Vegan Roasted Bell Peppers Stuffed with Quinoa - PCOS-Friendly Recipe
Nutrition per Serving
Ingredients
- 1/2 cup roasted salted cashews
- 7 large bell peppers
- 1 1/2 tsps ground cinnamon
- 3/4 tsp ground cumin
- 1 dash pepper
- 1 dash salt
- 1 tbsp olive oil
- 1 cup chopped carrots
- 1/2 lb mushrooms
- 1 medium onion
- 1/2 cup chopped parsley
- 1/4 lb spinach
- 1 cup uncooked quinoa, rinsed and cooked
Instructions
- Heat oil in a large skillet over medium-high heat. Add onion and cook, stirring occasionally until transparent, 8 to 10 minutes.
- Add mushrooms and cook until softened, 4 to 5 minutes more. Add carrots and chopped peppers, cook until just softened, then add parsley and spinach (in batches, if needed).
- Let spinach wilt then stir in cinnamon, cumin and cooked quinoa and toss gently to combine.
- Add salt, pepper and cashews and cook 1 to 2 minutes more. Set aside to let filling cool until just warm.
- Meanwhile, preheat oven to 350°F. Grease a 9- x 13-inch baking pan with oil then set aside.
- Divide quinoa mixture evenly among remaining 6 bell peppers, gently packing it down and making sure to fully fill each pepper.

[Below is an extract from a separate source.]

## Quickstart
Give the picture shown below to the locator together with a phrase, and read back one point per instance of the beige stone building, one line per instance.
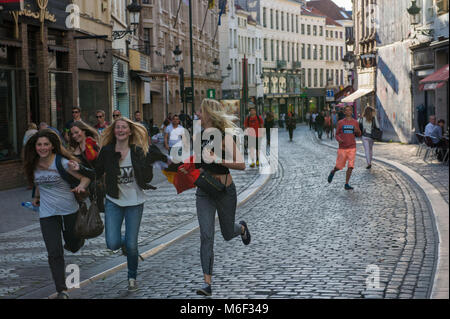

Top each pepper with its reserved top then arrange them upright in prepared pan.
- Cover snugly with foil and bake, checking halfway through, until peppers are tender and juicy and filling is hot throughout, about 1 hour. Transfer to plates and serve.
- Note: based on a recipe from wholefoods.com For a beautiful presentation, choose a combination of green, red, orange and yellow bell peppers.
How This Recipe Supports PCOS Management
Understanding the nutritional profile of what you eat is a powerful step in managing PCOS. Here is how the key ingredients in this Vegan Roasted Bell Peppers Stuffed with Quinoa contribute to your health goals:
- Quinoa: Has a lower glycemic index than most grains, making it ideal for PCOS
- Spinach: Magnesium may help improve insulin sensitivity in women with PCOS
- Olive oil: Anti-inflammatory properties make it especially beneficial for PCOS
- Cinnamon: Studies show cinnamon can help lower fasting blood sugar levels in PCOS
- Bell pepper: Vitamin C supports adrenal function and may help manage cortisol levels in PCOS
PCOS Diet Principles in This Recipe
The PCOS diet focuses on three core principles: reducing inflammation, managing insulin resistance, and supporting hormonal balance. Every recipe in our collection is evaluated against these principles. This recipe excels in providing anti-inflammatory spices that target the chronic inflammation underlying PCOS, and healthy monounsaturated and polyunsaturated fats that support cell membrane health and hormone synthesis. As part of a balanced PCOS meal plan, we recommend pairing recipes like this with a variety of nutrient-dense foods throughout the week to ensure you are meeting all your micronutrient needs.
Meal Prep Tip: This Vegan Roasted Bell Peppers Stuffed with Quinoa can be prepared ahead and stored in an airtight container in the refrigerator for up to 3 days. Meal prepping is one of the most effective strategies for sticking to a PCOS-friendly diet, as it removes the temptation to reach for processed convenience foods when time is short.
PCOS-Friendly Foods in This Recipe
This recipe contains the following foods that may benefit PCOS management: Cinnamon, Spinach.